Dwells in the dull blue eyes that are laid

Sullenly on the queen in her place.

He must have been a king in his day

’T were well to pleasure in work and sport:

One of the heaven-anointed sort

Who ruled his people with iron sway,

And knew that, through good and evil report,

God meant him to rule and them to obey.

There are many other likenesses

Of the king in his royal palace there;

You find him depicted everywhere,—

In his robes of state, in his hunting-dress,

In his flowing wig, in his powdered hair,—

A king in all of them, none the less;

But most himself in this on the wall

Over against his consort, whose

Laces, and hoops, and high-heeled shoes

Make her the finest lady of all

The queens or courtly dames you choose,

In the ancestral portrait hall.

A glorious blonde: a luxury

Of luring blue and wanton gold,

Of blanchéd rose and crimson bold,

Of lines that flow voluptuously

In tender, languorous curves to fold

Her form in perfect symmetry.

She might have been false. Of her withered dust

There scarcely would be enough to write

Her guilt in now; and the dead have a right

To our lenient doubt if not to our trust:

So if the truth cannot make her white,

Let us be as merciful as we—must.

The queen died first, the queen died young,

But the king was very old when he died,

Rotten with license and lust and pride;

And the usual Virtues came and hung

Their cypress wreaths on his tomb, and wide

Throughout his kingdom his praise was sung.

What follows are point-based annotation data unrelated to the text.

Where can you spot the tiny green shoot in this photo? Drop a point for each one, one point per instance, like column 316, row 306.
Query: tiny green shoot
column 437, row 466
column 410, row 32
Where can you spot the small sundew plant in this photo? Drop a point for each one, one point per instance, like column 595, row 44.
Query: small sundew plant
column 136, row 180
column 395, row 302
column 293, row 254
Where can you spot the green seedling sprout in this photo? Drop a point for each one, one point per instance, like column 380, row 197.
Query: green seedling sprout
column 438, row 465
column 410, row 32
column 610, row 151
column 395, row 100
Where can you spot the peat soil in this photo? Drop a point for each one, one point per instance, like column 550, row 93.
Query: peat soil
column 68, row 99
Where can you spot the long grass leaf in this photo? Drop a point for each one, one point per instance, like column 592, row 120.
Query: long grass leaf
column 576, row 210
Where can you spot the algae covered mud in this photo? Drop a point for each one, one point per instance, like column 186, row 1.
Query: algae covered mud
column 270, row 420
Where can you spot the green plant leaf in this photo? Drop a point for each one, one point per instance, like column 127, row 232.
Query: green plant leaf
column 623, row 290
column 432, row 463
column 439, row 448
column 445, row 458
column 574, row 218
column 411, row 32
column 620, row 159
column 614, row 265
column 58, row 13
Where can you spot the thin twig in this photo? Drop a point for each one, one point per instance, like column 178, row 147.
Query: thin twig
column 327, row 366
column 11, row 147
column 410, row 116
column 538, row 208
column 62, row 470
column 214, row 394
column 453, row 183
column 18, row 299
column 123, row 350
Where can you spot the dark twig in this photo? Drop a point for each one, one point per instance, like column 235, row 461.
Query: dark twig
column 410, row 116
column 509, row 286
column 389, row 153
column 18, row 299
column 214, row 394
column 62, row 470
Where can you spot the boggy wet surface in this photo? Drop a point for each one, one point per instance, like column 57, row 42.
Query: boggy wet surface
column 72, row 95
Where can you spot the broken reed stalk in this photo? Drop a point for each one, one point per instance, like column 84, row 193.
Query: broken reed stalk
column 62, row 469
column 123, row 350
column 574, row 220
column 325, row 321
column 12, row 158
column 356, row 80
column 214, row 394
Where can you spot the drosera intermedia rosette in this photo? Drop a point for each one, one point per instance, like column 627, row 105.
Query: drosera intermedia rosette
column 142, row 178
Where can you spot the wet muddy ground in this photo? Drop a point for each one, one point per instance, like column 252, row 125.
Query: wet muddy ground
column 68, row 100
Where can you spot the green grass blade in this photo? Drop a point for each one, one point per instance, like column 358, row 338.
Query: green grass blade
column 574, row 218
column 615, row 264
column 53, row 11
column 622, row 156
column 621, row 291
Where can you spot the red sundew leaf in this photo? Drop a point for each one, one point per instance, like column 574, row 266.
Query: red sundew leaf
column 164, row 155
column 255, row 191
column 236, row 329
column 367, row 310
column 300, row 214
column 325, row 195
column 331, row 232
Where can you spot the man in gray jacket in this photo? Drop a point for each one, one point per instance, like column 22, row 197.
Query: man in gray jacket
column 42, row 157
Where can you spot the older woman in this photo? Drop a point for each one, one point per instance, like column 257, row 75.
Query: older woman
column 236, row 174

How the queen died is not certainly known,

And faithful subjects are all forbid

To speak of the murder which some one did

One night while she slept in the dark alone:

History keeps the story hid,

And Fear only tells it in undertone.

Up from your startled feet aloof,

In the famous Echo-Room, with a bound

Leaps the echo, and round and round

Beating itself against the roof,—

A horrible, gasping, shuddering sound,—

Dies ere its terror can utter proof

Of that it knows. A door is fast,

And none is suffered to enter there.

His sacred majesty could not bear

To look at it toward the last,

As he grew very old. It opened where

The queen died young so many years past.

How the queen died is not certainly known;

But in the palace’s solitude

A harking dread and horror brood,

And a silence, as if a mortal groan

Had been hushed the moment before, and would

Break forth again when you were gone.

The present king has never dwelt

In the desolate palace. From year to year

In the wide and stately garden drear

The snows and the snowy blossoms melt

Unheeded, and a ghastly fear

Through all the shivering leaves is felt.

By night the gathering shadows creep

Along the dusk and hollow halls,

And the slumber-broken palace calls

With stifled moans from its nightmare sleep;

And then the ghostly moonlight falls

Athwart the darkness brown and deep.

At early dawn the light wind sighs,

And through the desert garden blows

The wasted sweetness of the rose;

At noon the feverish sunshine lies

Sick in the walks. But at evening’s close,

When the last, long rays to the windows rise,

And with many a blood-red, wrathful streak

Pierce through the twilight glooms that blur

His cruel vigilance and her

Regard, they light fierce looks that wreak

A hopeless hate that cannot stir,

A voiceless hate that cannot speak

In the awful calm of the sleepless eyes;

And as if she saw her murderer glare

On her face, and he the white despair

Of his victim kindle in wild surmise,

Confronted the conscious pictures stare,—

And their secret back into darkness dies.